Par décision du 16 janvier 2017, le juge aux affaires familiales de [Localité 7] s'est déclaré compétent et a renvoyé les parties à l'audience du 06 mars 2017.
Madame [P] [Y] a déposé un contredit de compétence auprès de la Cour d'appel de LYON.
Par décision du 30 mars 2017, il a été sursis à statuer sur les demandes, dans l'attente de la décision de la Cour d'appel de LYON sur le contredit de compétence.
Le 06 mars 2018, la Cour d'appel de LYON a rendu une ordonnance de désistement, Madame [P] [Y] s'étant désistée de sa demande de contredit de compétence.
Les parties ont été reconvoquées à l'audience du 14 janvier 2019.
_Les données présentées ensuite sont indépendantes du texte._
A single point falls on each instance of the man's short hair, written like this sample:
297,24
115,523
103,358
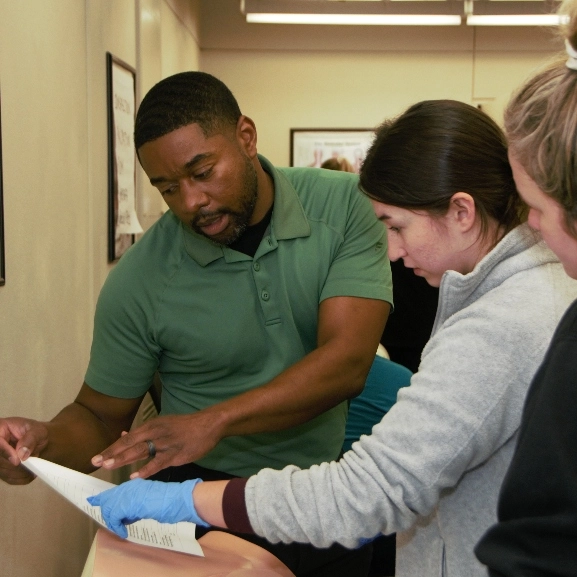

Par ordonnance sur tentative de conciliation en date du 28 février 2019, le juge aux affaires familiales a :
rappelé que la juridiction française est compétente, dit que la loi italienne est applicable au divorce,constaté la résidence séparée des époux,constaté que [D] [U] déclare être séparé de son épouse depuis décembre 2013 et que [P] [Y] déclare être séparée de son époux depuis 2015, attribué à l’époux la jouissance provisoire du domicile conjugal, bien en location,fait défense à chacun des époux de troubler son conjoint à sa résidence, sinon les autorisons à faire cesser le trouble par toutes voies et moyens de droit, même avec l'assistance de la force publique si besoin est,fixé à compter de la présente décision, à 800 euros par mois la pension alimentaire que Monsieur [D] [U] devra payer à Madame [P] [Y] au titre du devoir de secours, et en tant que de besoin le condamne au paiement de cette somme.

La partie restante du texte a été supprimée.